Doing The Deeper Work

Photography Challenge from the SOAR Forum form January, 2010.
It's taken this long for me to get up the nerve to do this because I must say this was indeed a challenge as I'm far more comfortable behind the lens than in front of it.
My self-portrait: This was completed using just the light from one candle. I used the dark colors and minimal lighting, because that is the way I feel more comfortable - in black, in the darkness, away from others, alone with my intense emotional grief and very real physical pain.
I've pretty much stayed home since my car accident in March 2007, except for doctor appointments and such unless my husband or daughter is with me.
I've been "in hibernation mode" since my son's car accident in December of 2005, thus the significance of the heart pendant necklace with my son's picture on it.

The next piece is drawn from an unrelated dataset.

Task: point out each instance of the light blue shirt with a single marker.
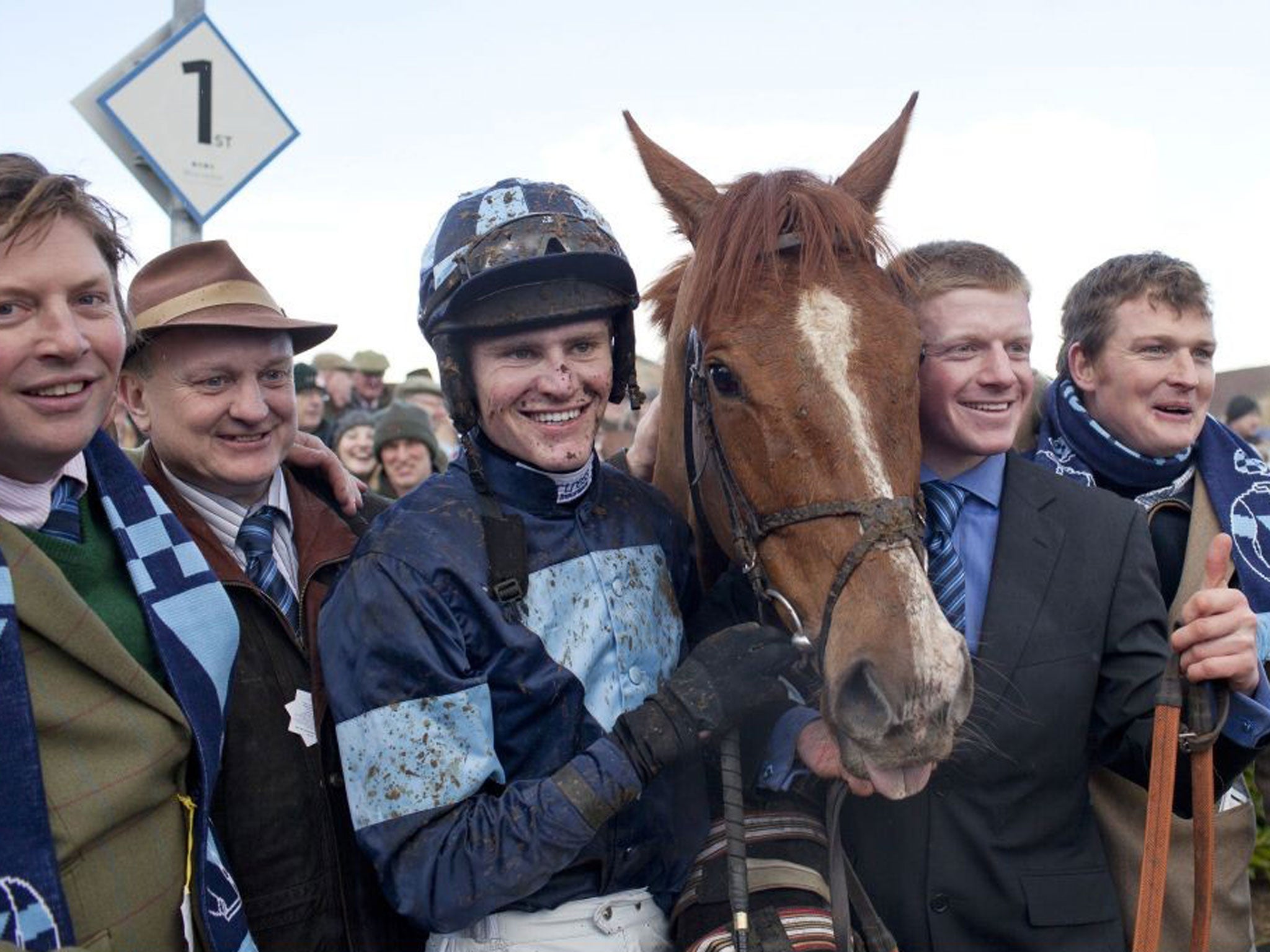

Being put on disability in '07 after my own accident, which also caused me to lose a the best job I ever had, having to stay at home...alone more than ever, has caused me to become a recluse. I am very self-conscious, have always had very poor self-esteem and also have a lot of self doubt about my photography skills...let's just say those negative voices are never quiet in my mind.
After taking the leap of faith and participating in the SOAR Scholarship in December of 2009, I made a pact with myself to try and learn how to live again...to come out of the darkness of that horrible black depression since my son's death, and try to step back into the light of day....while conquering my fears of failure, learning to embrace courage and quit being a recluse. I'm headed in the direction of the light - to escape the darkness that surrounds and suffocates me...and believe me when I say, it has been a difficult journey, but a necessary one. I need to find a "new normal" since nothing can be the same after losing my only beloved son ~ He would want me to get out of this darkness and into the light...this is my goal in 2010 - to gain the courage to learn to live again.
My object: An old battered trunk, bound with heavy chains and secured with a heavy lock...but also there is a key there that can open the trunk. This photo is also shrouded in darkness.
To me it represents how I have had so much tragedy in my life, in addition to the heart-breaking loss of my son...that I feel as if I am bound up by heavy chains in a very dark place. Not only is my life being smothered by the shut-in feeling, but the lock and chains feel like it has my creativity  stifled while my desire to do things other than hide from the world in my heartache and pain, was lost forever, when we buried our 19 year old son.
Yet, I believe and am hoping that the significance of the key in the photo is showing me that there is a method of escaping the locked in feeling. I just need to be strong enough to pick up that key, put it in the padlock and turn it so that lock may be opened, the chains can fall away and I can be free of the things from my past that have held me down....If I can just get that to that key and unlock the chains....I will have the opportunity to reach for my dreams and soar like an eagle.
Later today (since it's already tomorrow (12:39 a.m.)
I will be continuing on with my studies of the word, COURAGE,
dissecting it letter by letter in my quest to find what it really means to have true courage in my new journey towards living again.
© 2010 Susan Reynolds ~ The Digital Artist
P.S. This was an especially insightful experience since we used this Photography Exercise for our first meeting of the
SOARority Sisters of Central California, learning what our photos looked like and how they made others think and feel about what they saw in the pictures.